«Ya sabes cómo es Van», decía resignado un espectador ayer, cuando el Price encendió las luces señalando el final del show tras sólo hora y media, sin despedidas ni bises. Al león de Belfast se le tolera todo, se le aplaude todo, se le venera y en su caso, se le reza. Se lo tiene ganado, claro.
Su visita era uno de los acontecimientos musicales del año (y también uno de los más caros), y el público lo hizo notar cuando salió vestido de negro, con su sombrero, su saxo y sus gafas de sol, flanqueado por una corista, un teclista y trompetista, un bajista, un guitarrista y un baterista.
El sexteto arrancó el recital empleando el jazz como vehículo para clásicos del calibre de «Brown Eyed Girl» o «Days like this», cambiando su cadencia y su espíritu para disgusto de los que esperaban escucharlas clavadas a las grabaciones originales. Pequeño, muy pequeño disgusto hay que decir, pues los destellos de grandeza permanecieron en su sitio, inalterables.

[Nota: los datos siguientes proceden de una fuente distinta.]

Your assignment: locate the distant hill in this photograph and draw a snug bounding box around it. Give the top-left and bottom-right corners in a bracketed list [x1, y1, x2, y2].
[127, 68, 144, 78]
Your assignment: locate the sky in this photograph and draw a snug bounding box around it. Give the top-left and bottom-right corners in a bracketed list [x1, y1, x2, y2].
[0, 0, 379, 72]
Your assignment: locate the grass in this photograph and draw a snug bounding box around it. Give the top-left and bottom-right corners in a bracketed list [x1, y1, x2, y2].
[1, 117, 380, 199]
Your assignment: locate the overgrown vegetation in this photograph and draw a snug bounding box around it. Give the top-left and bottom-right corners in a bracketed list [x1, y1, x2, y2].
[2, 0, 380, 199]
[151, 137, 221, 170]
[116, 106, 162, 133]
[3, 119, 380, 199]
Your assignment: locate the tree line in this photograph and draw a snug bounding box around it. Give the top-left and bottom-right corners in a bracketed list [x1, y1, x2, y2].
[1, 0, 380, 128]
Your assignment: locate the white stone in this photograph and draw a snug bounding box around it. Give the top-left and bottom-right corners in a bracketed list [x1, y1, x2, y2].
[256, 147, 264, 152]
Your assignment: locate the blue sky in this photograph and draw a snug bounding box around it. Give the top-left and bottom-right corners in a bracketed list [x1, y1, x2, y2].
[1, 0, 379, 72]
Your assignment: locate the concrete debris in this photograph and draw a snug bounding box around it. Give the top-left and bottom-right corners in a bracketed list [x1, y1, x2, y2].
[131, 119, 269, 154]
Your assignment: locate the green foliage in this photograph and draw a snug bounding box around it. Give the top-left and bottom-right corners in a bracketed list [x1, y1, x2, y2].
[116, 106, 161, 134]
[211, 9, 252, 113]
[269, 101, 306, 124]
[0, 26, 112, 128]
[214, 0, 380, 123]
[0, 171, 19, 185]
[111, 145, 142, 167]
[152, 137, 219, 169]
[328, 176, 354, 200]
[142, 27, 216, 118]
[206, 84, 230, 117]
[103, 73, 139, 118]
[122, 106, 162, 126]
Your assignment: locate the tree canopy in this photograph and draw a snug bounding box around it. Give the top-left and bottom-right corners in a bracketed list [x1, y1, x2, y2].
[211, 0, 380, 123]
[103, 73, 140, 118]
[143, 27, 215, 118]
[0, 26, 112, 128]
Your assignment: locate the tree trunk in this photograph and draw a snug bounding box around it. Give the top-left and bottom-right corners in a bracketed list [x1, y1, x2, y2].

Comenzaban a escucharse los primeros gritos de «¡Uau!», «¡Yeah!» entre el público cuando el irlandés dejó el saxo para pasar a la armónica y empezar a derivar hacia el blues, con una «Baby please don’t go» espectacular en su contención, a punto de estallar en cualquier momento, con esa baqueta marcando el tic-tac contra el borde del timbal. El Price, casi lleno, se rendía a sus pies.
El rugido del león cobró aún más intensidad en «That’s Life», «If you only knew» y «Early in the morning», llegando a un epatante punto álgido de negritud con «I believe to my soul» de Ray Charles. Y vuelta al jazz a lo grande, con una maravillosa «Moondance» aderezada con sus solos de bajo y batería y un genial diálogo final entre el saxo y la trompeta con sordina, que desató una de las grandes ovaciones de la velada.
Flotaba en el ambiente, no obstante, la ligera sensación de que la contención se estaba extendiendo demasiado en el tiempo, de que se echaba en falta un estallido que pusiera a la gente en pie, un instante de pura fantasía antes de terminar. Estéticamente, no ayudaba que un técnico de sonido estuviera recorriendo el escenario constantemente comprobando cachivaches, ni la pose del guitarrista, de espaldas al público y sólo atento a su jefe. Pero con semejante repertorio y tamaño artista, sólo había que esperar.
Tras «Enlightenment», el pluscuamperfecto soul de «In the afternoon» volvió a demostrar que pocos saben difuminar las fronteras de la música negra tan suavemente como lo hace Van Morrison. Justo después, cogía la guitarra por primera vez en toda la noche, cuando en realidad quedaban pocos minutos para la no-despedida. Y es que pocos imaginaban que después de «Whenever God shines his light on me» y una espectacular «Help me» en la que Morrison hizo las virguerías de antaño modulando su voz como un ángel bluesero, vendría el final con una emocionantísima «Ballerina»,
Y mientras terminaba la canción, Morrison se marchó para no volver, sin decir ni una palabra a su público (ni siquiera un homenaje a Allen Toussaint), sin rematar la jugada con su primer gran hit, esperado por todos… Y así sus fans se fueron a casa, contentos, sin pena, ni «Gloria».